IV) Un nouveau géant solaire chinois existe ...en France
   Le projet de gigafactory de modules solaires de Sarreguemines, devrait faire passer la production de la filiale de Sinochem Holdings, le géant étatique chinois de la chimie de 1,5GW/an à 5,5GW/an. C’est un projet important pour le Chinois. Mais il rebat aussi les cartes d’une future industrie manufacturière solaire européenne. L’entreprise National Bluestar, filiale de ChemChina et bientôt de Sinochem Holdings, n’a jamais caché son objectif. Dès la fin 2014, PV Magazine, lu par tous les spécialistes solaires mondiaux du photovoltaïque, écrivait que l’achat de REC «pourrait assurer une tête de pont européenne à un acteur chinois majeur»3. Les différentes entreprises acquises par National Bluestar, Elkem, Rhodia Silicones, REC, ont été bien gérées, le personnel et les dirigeants conservés. En France les ex-activités de Rhône Poulenc sont en expansion. Cela tranche avec le comportement de General Electric dans l’Hexagone. Il revient maintenant aux dirigeants européens d’estimer si une collaboration avec Sinochem Holdings peut contribuer à une reconstruction d’une industrie manufacturière solaire européenne.
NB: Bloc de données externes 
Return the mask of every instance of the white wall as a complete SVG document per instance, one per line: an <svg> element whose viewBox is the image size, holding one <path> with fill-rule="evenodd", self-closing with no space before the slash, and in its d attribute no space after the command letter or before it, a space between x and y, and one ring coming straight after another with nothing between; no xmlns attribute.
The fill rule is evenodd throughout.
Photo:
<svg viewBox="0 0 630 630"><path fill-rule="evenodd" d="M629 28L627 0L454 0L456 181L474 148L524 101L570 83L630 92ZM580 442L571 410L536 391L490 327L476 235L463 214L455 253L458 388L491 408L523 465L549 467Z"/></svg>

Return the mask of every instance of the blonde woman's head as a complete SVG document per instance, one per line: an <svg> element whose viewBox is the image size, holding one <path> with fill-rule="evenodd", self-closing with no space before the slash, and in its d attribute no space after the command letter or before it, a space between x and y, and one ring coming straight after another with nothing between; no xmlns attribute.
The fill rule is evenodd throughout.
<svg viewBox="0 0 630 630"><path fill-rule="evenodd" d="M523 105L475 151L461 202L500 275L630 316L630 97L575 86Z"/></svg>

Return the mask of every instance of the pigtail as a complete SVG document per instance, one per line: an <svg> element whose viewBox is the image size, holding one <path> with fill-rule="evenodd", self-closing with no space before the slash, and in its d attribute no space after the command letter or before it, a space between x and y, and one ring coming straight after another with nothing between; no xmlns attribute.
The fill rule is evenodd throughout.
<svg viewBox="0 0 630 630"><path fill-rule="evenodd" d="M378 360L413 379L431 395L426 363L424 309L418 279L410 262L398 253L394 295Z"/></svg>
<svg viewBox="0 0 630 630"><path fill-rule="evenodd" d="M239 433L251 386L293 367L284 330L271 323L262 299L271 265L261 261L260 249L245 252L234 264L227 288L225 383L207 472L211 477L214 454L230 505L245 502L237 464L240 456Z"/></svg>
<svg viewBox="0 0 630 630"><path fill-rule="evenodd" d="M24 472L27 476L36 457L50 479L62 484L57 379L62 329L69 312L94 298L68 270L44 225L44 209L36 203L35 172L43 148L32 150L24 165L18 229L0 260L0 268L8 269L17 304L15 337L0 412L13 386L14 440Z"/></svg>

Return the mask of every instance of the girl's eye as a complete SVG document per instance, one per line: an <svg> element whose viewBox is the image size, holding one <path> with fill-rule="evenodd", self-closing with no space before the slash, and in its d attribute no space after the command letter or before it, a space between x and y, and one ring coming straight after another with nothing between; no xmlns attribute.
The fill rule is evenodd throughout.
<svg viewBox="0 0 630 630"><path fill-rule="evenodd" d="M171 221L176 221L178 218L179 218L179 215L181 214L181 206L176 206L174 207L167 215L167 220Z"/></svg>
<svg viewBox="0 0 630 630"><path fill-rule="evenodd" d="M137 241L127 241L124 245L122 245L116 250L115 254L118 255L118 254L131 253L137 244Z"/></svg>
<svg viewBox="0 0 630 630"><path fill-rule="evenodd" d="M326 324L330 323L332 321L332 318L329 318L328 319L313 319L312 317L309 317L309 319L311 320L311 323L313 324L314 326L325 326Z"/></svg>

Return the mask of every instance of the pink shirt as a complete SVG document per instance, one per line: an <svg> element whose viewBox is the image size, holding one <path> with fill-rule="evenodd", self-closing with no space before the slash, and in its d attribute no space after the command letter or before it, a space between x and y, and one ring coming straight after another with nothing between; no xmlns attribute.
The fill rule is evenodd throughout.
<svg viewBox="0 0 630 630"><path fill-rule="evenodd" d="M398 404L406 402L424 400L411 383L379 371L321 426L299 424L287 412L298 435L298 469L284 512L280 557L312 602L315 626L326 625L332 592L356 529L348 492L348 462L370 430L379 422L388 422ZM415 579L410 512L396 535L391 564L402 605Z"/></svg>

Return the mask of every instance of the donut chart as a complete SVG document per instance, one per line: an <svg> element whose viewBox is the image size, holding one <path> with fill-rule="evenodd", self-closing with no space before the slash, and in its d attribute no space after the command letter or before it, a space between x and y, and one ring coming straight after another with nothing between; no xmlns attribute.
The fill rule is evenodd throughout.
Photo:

Une aide européenne a été sollicitée par REC Solar, donc par ChemChina, pour l’usine de Sarreguemines. L’Union européenne n’a pas l’avance espérée dans la technologie HJT. ChemChina a su conserver en Europe une fabrication des silicones et du silicium spécialisés très compétitives.

3 PV Magazine-24/11/2014 - « La société chinoise Elkem [une division de China National Bluestar] rachète REC Solar» 

En conclusion
  L’Union Européenne compte beaucoup sur l’énergie solaire, mais son industrie correspondante a été balayée par les importateurs chinois il y a quelques années. En 2020 apparaît un nouveau projet de grande usine de cellules solaires, à Sarreguemines en France. Il est porté par un nouveau géant du solaire chinois, qui a conclu que l’augmentation des prix des transports et la chute des prix des cellules photovoltaïques permettaient, de nouveau, la production de ce matériel en Europe dans sa version la plus moderne. Certes il ne s’agit pas de la renaissance d’une industrie solaire européenne au sens propre du terme. Le groupe chinois appartient à l’Etat chinois, mais il possède des entreprises en Europe qu’il gère fort convenablement. Il a conservé les équipes et les dirigeants européens. Une partie des matériels nécessaires aux cellules photovoltaïques sont conçues et fabriquées sur le Vieux Continent. Les dirigeants européens doivent prendre position sur ce projet, en le considérant ou non comme une innovation intéressante pour l’Union Européenne. Il faut constater qu’aucun groupe industriel européen ne se prépare aujourd’hui avec des moyens comparables au groupe chinois à la renaissance d’une industrie solaire européenne. Le projet de megafactory de Sarreguemines peut inciter les entreprises européennes à encore plus de prudence, ou, en sens inverse leur montrer que des projets européens d’usines de cellules solaires sont, de nouveau viables. En tout état de cause, le gouvernement français a décidé de soutenir le projet de megafactory de Sarreguemines (Moselle) porté par China National Bluestar.